Ils comparaissent pour avoir touché le RMI frauduleusement

Cet après-midi à partir de 16 heures, le tribunal correctionnel de Périgueux examinera huit cas de fraude au Revenu minimum d’insertion (RMI). Des profils très « divers » selon le Parquet. À la barre se succéderont entre autres un coiffeur, un Britannique ou encore une famille de la communauté des gens du voyage.

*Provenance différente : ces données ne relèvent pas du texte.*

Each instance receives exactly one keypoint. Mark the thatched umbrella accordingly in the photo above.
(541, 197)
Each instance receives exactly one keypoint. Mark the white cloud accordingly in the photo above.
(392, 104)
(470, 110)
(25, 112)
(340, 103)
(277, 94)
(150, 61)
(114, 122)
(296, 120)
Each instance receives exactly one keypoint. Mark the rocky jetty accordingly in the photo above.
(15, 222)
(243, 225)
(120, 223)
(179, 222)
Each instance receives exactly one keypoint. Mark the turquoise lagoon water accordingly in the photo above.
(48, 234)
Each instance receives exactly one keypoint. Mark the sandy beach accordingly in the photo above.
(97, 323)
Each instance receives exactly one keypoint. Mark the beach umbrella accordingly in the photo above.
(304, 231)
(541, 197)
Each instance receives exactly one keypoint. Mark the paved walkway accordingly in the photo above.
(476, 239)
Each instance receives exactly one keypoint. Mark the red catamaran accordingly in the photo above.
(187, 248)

Un procès dans lequel le Conseil général se porte partie civile. « Nous espérons obtenir le règlement des sommes perçues indûment », remarque Christian Memet, directeur des services au Conseil général.

Ressortissants anglais

C’est à la suite d’une vaste chasse aux fraudeurs, surtout britanniques, que ces personnes ont été détectées et renvoyées devant la justice. En septembre 2005, Bernard Cazeau, le président socialiste de l’assemblée départementale, avait écrit à tous les maires de Dordogne leur demandant d’établir une liste des bénéficiaires du RMI. Trois mois plus tard, en décembre 2005, il avait annoncé la radiation de 150 Britanniques rmistes. Bernard Cazeau avait alors avancé un préjudice de 670 000 euros. Finalement, après examen, seuls 18 Anglais et 59 ressortissants européens avaient été radiés des listes. « Quand nous avons repris la gestion du RMI, on s’est rendu compte qu’un certain nombre de ressortissants européens étaient en situation irrégulière. Il s’agit d’Anglais mais pas seulement », confirme Christian Memet.

Insertion sociale

Il poursuit : « En 2004, l’État a transféré aux Départements la compétence du RMI sans donner des moyens qui soient à la hauteur. La somme qui nous a été allouée est de 28,8 millions d’euros alors que nos dépenses en 2004 ont été de 34 millions. » Et d’ajouter : « Ce qui est anormal, c’est que la somme allouée reste la même alors que chaque année l’État augmente les revenus minimums. »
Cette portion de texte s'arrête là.